Atualmente, 86 das 179 escolas municipais de Curitiba (PR) ficam abertas nos fins de semana, das 9h às 17h, e no período de férias. São equipadas com laboratórios de informática, bibliotecas e quadras poliesportivas. A iniciativa é parte do Programa Comunidade Escola, inserido no eixo estratégico “Aprender em Curitiba” do Plano de Governo Municipal. “Recebemos a missão de formar uma escola que fosse um centro de referência para a comunidade, em termos de atividades educativas, lazer, informação; tudo isso num espaço de integração”, conta a secretária municipal de Educação e coordenadora do programa, Liliane Sabbag.
Segundo dados levantados pela Secretaria, com a participação dos jovens nas atividades, principalmente nos fins de semana, tem diminuído o índice de violência na cidade.

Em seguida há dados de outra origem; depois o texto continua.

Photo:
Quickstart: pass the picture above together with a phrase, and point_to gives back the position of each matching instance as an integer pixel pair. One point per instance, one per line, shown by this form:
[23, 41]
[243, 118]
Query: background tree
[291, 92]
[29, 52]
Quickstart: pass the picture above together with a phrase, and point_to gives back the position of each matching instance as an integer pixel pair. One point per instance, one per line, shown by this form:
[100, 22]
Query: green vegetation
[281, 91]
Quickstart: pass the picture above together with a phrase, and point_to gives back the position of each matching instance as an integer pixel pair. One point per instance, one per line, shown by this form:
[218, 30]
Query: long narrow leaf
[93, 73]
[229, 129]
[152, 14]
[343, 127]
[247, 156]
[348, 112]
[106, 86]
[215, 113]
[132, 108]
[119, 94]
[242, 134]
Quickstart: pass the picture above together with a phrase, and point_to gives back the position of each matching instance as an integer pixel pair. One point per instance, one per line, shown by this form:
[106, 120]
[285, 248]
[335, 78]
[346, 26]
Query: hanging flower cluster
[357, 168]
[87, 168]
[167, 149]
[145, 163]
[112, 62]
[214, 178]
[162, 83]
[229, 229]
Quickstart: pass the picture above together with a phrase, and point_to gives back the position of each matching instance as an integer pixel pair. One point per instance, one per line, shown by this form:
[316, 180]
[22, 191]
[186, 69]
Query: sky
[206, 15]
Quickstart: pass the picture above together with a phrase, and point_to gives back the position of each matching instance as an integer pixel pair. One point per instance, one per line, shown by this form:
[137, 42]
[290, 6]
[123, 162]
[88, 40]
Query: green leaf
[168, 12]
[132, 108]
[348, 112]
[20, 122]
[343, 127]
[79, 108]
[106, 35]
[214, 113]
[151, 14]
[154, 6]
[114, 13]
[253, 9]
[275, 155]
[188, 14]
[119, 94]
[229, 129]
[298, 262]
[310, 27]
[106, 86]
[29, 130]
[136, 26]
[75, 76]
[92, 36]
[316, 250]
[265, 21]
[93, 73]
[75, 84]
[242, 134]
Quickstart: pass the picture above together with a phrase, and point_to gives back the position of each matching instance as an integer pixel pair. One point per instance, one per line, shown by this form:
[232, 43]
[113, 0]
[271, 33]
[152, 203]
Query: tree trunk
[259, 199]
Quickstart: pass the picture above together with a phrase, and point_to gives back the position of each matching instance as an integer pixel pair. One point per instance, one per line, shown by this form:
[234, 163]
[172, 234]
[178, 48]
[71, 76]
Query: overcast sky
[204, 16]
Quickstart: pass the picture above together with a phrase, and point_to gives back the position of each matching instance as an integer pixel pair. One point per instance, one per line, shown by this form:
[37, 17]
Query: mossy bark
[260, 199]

Afinal, é neste período que é registrada a maioria das ocorrências envolvendo menores de 18 anos. O programa teve início em 2005, com 35 escolas municipais, justamente nas regiões em que crianças e jovens estão mais expostos a riscos sociais. O propósito era desenvolver atividades que estimulassem o desenvolvimento educacional e social da população. O programa se expandiu por Curitiba e, de maio de 2005 a abril de 2010, foram contabilizadas mais de 6 milhões de participações em toda capital, sendo 49% de crianças, 34% de jovens, 16% de adultos e 1% de idosos.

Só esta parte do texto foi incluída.